All three were accused of bribing the former director general the of ordnance factory board, Sudipta Ghosh.

South Africa’s Denel SOC Ltd, one of the vendors during the retired colonel’s field evaluation trials for the 155mm howitzer, was later blacklisted for paying kickbacks.

Officers complain that the government appears to be punishing middlemen and companies—the bribers—rather than Indians who take these bribes.

“We are going around chasing companies like Bofors, Westland but have we found any of our own officers or bureaucrats guilty? When does a buyer become influential? When we are vulnerable. We need to fix the chinks in our armour," says Suman.

The CBI is currently investigating several cases related to kickbacks and bribery in arms deals.

Legalizing middlemen, argue experts, does away with the need for secrecy as well as the wheeling-dealing that is currently responsible for much of the dirt associated with arms deals.

“These people need to be bona fide representatives of their companies or a corporate entity in their own right. Make MNCs legally responsible for them. If there is transparency, a lot of things will fall into place," says the Delhi-based arms manufacturer cited earlier.

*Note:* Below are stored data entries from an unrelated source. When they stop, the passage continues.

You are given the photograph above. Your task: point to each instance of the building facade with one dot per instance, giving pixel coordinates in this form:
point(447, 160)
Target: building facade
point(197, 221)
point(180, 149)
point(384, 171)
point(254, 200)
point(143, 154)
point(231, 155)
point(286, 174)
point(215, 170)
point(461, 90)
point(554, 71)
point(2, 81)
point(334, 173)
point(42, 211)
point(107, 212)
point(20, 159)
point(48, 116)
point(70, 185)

According to some in the field, arms middlemen are no different than lobbyists, consultants or legal representatives who are hired by multinational companies in other sectors to push sales.

“Arms companies need someone to navigate the system, someone who can talk to officials on their behalf, monitor the process—and all in an above-board manner. Defence MNCs have set up offices here and they are employees. You can’t call these people middlemen. They are legal representatives, who need to advise companies about RFPs, how to answer them, how to keep track of trials, etc," says a retired brigadier.